Question

Filter Protein Expression Data

1

Entering edit mode

2.6 years ago

mropri ▴ 160

Hi guys,

I have protein expression data in a data frame df, where the proteins are rows and columns are sample ids with abundance values. Such as:

          Sample 1         Sample 2           Sample 3
RPH3A
CA11
AIFM1

I want to keep those proteins that I have data for in at least 50 % of the samples. Any help would be appreciated?

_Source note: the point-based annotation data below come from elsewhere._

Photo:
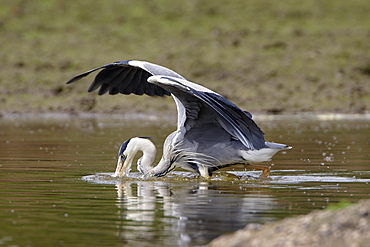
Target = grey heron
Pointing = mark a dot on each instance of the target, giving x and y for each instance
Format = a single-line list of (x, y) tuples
[(211, 133)]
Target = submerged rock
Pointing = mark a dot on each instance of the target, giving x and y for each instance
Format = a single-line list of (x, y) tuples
[(348, 226)]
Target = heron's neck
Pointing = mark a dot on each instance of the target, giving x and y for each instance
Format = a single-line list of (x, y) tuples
[(146, 163)]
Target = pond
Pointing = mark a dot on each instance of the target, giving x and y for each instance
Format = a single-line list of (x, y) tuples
[(56, 187)]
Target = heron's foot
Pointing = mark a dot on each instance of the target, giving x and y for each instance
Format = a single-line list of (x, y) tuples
[(265, 170)]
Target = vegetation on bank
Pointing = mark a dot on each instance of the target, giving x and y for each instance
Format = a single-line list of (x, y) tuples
[(265, 56)]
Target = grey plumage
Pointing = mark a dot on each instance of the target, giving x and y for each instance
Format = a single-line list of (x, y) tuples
[(211, 131)]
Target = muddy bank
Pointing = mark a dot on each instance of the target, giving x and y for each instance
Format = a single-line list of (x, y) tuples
[(348, 226)]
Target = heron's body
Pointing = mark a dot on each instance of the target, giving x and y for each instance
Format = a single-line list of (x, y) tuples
[(211, 133)]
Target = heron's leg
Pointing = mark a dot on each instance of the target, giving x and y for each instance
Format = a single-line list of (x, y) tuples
[(265, 169)]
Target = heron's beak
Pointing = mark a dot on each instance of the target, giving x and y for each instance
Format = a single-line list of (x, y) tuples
[(120, 169)]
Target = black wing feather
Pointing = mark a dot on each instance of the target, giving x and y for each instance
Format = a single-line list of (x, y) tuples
[(121, 77)]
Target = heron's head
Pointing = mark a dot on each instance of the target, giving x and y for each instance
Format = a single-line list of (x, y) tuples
[(127, 153), (124, 159)]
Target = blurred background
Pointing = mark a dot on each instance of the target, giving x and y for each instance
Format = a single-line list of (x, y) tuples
[(265, 56)]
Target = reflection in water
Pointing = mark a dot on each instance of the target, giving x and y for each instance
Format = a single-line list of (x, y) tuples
[(189, 214), (42, 163)]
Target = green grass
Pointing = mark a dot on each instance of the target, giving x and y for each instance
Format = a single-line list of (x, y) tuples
[(265, 56)]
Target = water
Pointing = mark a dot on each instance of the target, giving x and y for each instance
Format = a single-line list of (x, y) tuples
[(56, 187)]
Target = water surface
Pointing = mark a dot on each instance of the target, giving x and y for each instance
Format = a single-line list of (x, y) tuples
[(56, 187)]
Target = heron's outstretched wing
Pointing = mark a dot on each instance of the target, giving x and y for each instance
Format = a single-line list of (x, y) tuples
[(126, 77), (233, 120)]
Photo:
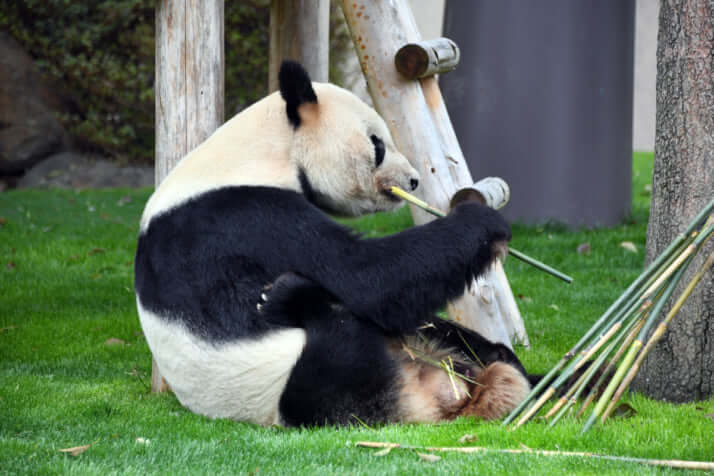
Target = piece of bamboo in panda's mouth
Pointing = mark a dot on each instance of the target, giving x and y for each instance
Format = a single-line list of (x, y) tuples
[(513, 252)]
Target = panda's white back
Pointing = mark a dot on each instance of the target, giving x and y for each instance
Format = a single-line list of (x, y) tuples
[(252, 148)]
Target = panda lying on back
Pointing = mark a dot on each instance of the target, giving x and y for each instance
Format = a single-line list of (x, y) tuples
[(258, 307)]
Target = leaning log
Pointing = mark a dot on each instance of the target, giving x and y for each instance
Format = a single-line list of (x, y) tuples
[(417, 118)]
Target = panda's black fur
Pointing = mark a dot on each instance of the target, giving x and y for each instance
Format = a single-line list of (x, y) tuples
[(236, 264)]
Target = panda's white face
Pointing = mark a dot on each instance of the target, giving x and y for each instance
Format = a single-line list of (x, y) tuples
[(345, 151)]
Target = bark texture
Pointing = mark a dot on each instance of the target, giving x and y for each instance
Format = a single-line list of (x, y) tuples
[(681, 367), (189, 86), (299, 30)]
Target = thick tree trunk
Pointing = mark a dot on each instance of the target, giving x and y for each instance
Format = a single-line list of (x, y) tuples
[(189, 86), (681, 367), (299, 30)]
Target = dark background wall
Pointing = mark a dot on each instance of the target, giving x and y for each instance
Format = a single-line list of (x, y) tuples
[(543, 98)]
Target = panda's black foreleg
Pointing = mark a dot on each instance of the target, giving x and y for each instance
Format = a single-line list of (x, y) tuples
[(472, 344)]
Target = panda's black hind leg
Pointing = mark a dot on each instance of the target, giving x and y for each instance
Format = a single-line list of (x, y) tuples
[(292, 298), (344, 376)]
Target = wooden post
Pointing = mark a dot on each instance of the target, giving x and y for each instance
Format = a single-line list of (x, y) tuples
[(189, 86), (299, 30), (418, 120)]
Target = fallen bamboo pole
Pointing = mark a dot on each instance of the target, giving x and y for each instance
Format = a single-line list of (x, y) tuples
[(669, 463)]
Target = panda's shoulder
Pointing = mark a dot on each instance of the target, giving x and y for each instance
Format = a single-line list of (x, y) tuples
[(223, 206)]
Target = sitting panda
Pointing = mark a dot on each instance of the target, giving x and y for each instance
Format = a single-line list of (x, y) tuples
[(260, 308)]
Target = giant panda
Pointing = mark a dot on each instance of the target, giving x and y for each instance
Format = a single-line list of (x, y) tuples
[(258, 307)]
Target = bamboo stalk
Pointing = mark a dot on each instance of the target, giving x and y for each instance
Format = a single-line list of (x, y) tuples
[(630, 296), (513, 252), (669, 463), (636, 304), (610, 366), (583, 380), (657, 334), (634, 349)]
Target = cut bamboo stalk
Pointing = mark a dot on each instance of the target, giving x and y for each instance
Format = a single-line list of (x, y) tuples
[(628, 333), (670, 463), (632, 353), (657, 335), (630, 297), (513, 252), (636, 304), (611, 366)]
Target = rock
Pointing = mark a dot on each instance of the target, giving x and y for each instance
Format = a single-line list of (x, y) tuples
[(72, 170), (29, 130)]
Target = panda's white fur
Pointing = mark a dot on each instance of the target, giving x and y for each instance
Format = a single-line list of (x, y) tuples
[(241, 380), (226, 208), (259, 147)]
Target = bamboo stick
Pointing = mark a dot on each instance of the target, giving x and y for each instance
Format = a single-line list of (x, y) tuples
[(669, 463), (631, 354), (657, 335), (628, 333), (632, 297), (610, 366), (513, 252)]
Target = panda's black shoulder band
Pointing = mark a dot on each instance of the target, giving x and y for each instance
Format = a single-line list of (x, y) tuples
[(295, 88)]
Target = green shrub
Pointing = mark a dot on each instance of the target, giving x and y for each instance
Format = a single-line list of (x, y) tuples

Filtering Proteomics • 787 views

ADD COMMENT • link updated 2.6 years ago by Ram 44k • written 2.6 years ago by mropri ▴ 160

score 1 · Accepted Answer · 2022-05-31

You can calculate the percentage of NAs in each row and add that as a column to your data frame in R. Then you can use awk to remove rows that have more than 50% NAs.

In R:

count_na_func = function(x) {
sum(is.na(x))
}

df$na_percent = (apply(df, 1, count_na_func))/(ncol(df) - 1)
write.table(df, file = "datana.tsv", row.names=FALSE, sep="\t")

You can use some practice data to make sure that the na_percent column is computed correctly in R.

In bash:

awk '{if($12<=0.5){print}}' datana.tsv > newdata.tsv

Note that R is 1-indexed, while bash is 0-indexed. na_percent was in column 12 of my data frame, but it will probably be in a different column in yours, so you can substitute that column number for 12 in the awk code.